Due to the lack of studies with human participation and the possibility of damage to the articular cartilage by quinolones during the growth of the body, the drug cannot be prescribed during pregnancy and lactation. If pregnancy occurs during treatment with the drug, it is necessary to inform the doctor about this.


Children under the age of 18 should not be prescribed the drug, since damage to the articular cartilage cannot be ruled out.


In some patients, the drug may cause headache, dizziness / vertigo, drowsiness, insomnia, visual impairment, confusion, therefore, during its use, you should refrain from driving vehicles and working with complex mechanisms that require increased attention and speed of psychomotor reactions.

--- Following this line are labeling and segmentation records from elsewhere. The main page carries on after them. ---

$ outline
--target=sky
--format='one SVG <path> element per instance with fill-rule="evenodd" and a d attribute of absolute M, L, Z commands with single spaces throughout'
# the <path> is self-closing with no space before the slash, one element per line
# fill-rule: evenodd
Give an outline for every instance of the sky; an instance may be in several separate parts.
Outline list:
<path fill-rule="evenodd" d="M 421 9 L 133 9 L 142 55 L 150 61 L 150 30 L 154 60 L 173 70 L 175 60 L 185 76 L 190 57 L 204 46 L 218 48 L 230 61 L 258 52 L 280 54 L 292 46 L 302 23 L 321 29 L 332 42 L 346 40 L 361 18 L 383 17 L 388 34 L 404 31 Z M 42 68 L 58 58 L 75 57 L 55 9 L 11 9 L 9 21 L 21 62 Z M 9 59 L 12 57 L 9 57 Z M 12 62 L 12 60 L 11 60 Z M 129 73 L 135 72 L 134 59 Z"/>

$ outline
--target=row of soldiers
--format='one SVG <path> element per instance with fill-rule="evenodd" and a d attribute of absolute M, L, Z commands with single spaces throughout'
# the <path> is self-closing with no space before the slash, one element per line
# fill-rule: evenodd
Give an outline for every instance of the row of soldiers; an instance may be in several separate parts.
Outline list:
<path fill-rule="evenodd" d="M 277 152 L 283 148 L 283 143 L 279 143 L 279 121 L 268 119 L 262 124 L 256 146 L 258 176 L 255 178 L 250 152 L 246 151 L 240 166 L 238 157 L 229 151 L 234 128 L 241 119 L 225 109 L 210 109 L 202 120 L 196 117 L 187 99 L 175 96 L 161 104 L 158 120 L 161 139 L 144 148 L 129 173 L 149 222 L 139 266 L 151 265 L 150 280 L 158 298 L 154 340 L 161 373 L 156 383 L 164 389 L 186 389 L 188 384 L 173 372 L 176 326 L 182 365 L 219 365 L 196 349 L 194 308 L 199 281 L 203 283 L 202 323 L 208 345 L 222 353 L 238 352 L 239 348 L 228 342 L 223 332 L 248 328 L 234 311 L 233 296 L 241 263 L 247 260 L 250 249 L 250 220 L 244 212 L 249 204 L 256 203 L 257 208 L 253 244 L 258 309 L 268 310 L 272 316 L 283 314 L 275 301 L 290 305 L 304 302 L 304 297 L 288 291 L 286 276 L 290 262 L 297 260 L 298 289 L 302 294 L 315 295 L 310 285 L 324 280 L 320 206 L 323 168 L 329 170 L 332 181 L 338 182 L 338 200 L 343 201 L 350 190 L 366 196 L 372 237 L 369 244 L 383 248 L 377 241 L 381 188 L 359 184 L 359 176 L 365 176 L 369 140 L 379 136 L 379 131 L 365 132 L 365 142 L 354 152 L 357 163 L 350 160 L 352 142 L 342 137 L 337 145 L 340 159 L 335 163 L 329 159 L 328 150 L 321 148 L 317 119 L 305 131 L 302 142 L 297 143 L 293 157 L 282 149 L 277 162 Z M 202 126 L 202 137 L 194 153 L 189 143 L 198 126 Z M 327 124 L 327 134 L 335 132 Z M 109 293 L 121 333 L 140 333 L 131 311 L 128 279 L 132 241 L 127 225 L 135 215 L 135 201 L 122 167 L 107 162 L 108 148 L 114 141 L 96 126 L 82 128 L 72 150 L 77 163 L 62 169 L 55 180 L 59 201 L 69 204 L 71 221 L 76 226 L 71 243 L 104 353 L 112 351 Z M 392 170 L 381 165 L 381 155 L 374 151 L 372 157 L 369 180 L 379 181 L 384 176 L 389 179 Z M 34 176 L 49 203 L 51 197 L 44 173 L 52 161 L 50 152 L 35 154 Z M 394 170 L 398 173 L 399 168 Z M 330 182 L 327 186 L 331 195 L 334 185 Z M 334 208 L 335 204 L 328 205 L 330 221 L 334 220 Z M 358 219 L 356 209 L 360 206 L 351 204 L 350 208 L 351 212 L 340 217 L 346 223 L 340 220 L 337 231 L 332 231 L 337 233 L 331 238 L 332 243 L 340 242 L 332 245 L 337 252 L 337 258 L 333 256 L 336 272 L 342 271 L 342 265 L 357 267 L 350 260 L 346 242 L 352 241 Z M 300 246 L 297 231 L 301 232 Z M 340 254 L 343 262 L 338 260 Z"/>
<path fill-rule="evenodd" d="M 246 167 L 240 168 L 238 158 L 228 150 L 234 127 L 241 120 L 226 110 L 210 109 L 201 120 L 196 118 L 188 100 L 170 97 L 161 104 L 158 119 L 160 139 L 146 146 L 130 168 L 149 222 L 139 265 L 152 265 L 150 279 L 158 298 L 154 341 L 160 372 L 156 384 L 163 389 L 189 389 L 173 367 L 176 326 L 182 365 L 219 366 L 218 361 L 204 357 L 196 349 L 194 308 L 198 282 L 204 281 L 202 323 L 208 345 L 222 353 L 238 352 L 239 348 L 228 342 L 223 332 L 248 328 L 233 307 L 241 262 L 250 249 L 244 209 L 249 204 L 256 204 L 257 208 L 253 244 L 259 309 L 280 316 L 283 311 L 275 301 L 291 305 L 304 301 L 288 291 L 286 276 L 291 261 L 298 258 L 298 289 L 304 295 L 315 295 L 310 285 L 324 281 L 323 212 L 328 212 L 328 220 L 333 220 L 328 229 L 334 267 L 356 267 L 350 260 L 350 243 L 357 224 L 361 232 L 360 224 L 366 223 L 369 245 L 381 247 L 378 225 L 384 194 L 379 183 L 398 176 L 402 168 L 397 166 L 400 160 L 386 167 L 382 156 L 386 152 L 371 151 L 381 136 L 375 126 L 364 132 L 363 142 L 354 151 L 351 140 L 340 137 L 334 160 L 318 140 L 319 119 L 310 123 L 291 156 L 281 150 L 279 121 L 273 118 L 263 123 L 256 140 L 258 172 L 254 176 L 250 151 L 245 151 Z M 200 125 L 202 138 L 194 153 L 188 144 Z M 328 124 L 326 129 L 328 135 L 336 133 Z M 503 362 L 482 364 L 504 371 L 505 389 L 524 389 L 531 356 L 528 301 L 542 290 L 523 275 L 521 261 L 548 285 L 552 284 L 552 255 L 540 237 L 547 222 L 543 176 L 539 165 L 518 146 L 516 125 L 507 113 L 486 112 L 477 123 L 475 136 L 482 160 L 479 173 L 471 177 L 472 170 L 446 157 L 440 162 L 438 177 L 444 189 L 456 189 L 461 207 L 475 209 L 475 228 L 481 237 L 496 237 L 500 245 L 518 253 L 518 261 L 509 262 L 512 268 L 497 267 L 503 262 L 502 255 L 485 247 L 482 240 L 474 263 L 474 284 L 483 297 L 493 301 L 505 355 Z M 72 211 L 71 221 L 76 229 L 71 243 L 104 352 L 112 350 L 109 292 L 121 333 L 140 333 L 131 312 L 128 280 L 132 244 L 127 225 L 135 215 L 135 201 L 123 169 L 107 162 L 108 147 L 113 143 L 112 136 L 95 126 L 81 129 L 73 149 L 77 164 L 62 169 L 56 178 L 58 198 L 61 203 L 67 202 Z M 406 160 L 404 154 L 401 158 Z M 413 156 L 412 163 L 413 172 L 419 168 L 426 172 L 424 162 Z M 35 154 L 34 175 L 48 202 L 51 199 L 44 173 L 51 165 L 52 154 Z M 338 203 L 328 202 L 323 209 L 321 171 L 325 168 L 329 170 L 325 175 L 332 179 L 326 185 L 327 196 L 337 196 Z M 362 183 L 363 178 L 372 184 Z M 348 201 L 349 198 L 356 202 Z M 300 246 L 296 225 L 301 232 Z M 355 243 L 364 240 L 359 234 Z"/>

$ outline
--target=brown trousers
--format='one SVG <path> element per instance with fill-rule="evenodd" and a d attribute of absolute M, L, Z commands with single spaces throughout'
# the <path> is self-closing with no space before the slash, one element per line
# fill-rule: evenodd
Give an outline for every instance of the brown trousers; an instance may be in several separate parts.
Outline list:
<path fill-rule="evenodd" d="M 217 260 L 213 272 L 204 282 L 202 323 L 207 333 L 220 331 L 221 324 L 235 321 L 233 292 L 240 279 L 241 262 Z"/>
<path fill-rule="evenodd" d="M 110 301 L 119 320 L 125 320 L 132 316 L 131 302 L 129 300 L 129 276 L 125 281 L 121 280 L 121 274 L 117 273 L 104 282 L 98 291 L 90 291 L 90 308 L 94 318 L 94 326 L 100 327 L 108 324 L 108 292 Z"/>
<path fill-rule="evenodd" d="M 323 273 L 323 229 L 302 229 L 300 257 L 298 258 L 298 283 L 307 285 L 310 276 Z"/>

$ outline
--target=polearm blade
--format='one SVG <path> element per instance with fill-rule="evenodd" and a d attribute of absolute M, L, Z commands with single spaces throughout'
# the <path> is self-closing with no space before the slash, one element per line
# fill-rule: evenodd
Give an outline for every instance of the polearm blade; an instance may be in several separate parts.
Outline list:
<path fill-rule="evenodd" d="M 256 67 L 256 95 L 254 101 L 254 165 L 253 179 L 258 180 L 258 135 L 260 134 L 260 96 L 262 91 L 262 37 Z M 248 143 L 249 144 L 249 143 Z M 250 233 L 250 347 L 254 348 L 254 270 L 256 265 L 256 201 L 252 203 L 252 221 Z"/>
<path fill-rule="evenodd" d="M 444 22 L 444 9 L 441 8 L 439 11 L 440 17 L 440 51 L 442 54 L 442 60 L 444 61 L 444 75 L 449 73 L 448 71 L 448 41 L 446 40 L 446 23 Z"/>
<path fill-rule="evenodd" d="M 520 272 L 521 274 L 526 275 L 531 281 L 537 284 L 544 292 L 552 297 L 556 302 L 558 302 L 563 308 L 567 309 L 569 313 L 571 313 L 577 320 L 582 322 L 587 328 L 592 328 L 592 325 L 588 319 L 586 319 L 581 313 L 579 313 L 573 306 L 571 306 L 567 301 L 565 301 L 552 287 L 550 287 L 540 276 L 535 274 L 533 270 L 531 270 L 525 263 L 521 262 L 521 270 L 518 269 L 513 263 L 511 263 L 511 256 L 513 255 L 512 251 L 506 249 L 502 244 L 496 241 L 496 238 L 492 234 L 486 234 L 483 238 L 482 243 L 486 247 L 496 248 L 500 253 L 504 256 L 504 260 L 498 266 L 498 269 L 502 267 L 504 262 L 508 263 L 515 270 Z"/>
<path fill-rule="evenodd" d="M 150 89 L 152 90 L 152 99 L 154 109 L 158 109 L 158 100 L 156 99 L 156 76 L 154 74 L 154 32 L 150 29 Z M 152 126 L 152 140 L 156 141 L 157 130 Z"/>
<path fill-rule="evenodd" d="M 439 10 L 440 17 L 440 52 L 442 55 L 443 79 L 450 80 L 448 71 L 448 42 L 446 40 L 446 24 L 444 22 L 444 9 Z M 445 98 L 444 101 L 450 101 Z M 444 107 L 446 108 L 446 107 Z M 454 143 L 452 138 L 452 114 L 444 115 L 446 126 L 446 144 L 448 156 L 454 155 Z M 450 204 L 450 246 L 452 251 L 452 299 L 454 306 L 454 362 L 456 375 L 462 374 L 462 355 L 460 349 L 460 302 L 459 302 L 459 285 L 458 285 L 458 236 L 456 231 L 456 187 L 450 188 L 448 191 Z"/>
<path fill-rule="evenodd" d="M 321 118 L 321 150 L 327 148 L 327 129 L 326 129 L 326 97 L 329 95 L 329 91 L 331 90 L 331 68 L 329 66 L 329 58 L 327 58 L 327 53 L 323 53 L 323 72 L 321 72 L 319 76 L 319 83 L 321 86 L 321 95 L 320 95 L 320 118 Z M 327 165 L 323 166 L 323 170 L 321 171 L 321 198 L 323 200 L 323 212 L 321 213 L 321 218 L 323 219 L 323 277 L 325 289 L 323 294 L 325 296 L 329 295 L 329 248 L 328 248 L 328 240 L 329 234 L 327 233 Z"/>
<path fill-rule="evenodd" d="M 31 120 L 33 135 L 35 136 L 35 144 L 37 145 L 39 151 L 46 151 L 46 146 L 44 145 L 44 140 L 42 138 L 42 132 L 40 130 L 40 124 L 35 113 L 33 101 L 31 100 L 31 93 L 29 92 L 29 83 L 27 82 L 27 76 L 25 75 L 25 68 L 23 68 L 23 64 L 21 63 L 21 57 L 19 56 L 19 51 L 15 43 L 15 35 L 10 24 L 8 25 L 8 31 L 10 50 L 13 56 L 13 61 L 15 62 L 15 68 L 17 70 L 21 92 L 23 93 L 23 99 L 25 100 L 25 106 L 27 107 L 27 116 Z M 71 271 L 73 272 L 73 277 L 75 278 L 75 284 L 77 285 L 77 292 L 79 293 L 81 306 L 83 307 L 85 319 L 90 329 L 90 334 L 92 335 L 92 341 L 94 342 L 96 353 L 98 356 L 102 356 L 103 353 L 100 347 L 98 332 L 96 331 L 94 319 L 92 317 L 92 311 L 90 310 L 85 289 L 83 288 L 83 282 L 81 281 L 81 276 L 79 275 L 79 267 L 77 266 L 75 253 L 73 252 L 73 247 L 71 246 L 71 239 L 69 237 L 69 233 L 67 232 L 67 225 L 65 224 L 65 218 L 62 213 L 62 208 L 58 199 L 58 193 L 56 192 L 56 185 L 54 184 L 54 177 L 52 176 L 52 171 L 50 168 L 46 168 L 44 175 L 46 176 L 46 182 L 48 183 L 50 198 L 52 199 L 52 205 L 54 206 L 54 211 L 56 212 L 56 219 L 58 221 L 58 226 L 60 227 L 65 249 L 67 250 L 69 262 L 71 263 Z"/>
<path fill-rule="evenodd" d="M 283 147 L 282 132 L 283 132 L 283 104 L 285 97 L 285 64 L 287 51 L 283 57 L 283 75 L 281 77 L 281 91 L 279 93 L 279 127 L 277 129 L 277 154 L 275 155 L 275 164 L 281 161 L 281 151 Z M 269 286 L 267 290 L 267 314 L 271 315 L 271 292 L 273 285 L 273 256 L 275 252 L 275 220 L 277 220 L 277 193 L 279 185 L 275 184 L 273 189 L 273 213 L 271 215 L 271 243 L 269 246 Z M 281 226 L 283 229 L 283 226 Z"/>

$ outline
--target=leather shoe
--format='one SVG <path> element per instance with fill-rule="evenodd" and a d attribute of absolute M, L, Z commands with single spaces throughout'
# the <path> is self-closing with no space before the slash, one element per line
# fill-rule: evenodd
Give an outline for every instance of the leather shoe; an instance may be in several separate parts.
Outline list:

Theophylline, fenbufen, or similar NSAIDs: Levofloxacin did not show any pharmacokinetic interaction with theophylline in one clinical study. A noticeable decrease in the cerebral convulsive threshold can be noted when quinolones are used simultaneously with theophylline, NSAIDs, or other drugs that lower the seizure threshold.

Probenecid and cimetidine: show a statistically significant effect on the elimination of levofloxacin; renal clearance of levofloxacin decreased with the combined use of cimetidine (24%) and probenecid (34%). Levofloxacin should be used with caution in conjunction with drugs that affect tubular secretion (probenecid and cimetidine), especially in patients with impaired renal function.

Cyclosporin: T1 / 2 of cyclosporin increases by 33% when administered concurrently with levofloxacin.

Vitamin K antagonists: due to the possible occurrence of bleeding in patients taking levofloxacin in combination with any vitamin K antagonist (for example, warfarin), the indicators of coagulation tests should be monitored if these drugs are used simultaneously.

The pharmacokinetics of levofloxacin did not change when administered in combination with the following drugs: calcium carbonate, digoxin, glibenclamide, ranitidine, warfarin.



dizziness, impaired consciousness, seizures, nausea, erosion of the mucous membranes. According to the results of studies, when using the drug in doses exceeding therapeutic doses, an extension of the Q – T interval was revealed.

Treatment is symptomatic and supportive. ECG monitoring should be provided, since prolongation of the Q – T interval may occur. Levofloxacin is not excreted either by hemodialysis or by peritoneal dialysis; there is no specific antidote.


At a temperature not higher than 30 ° C.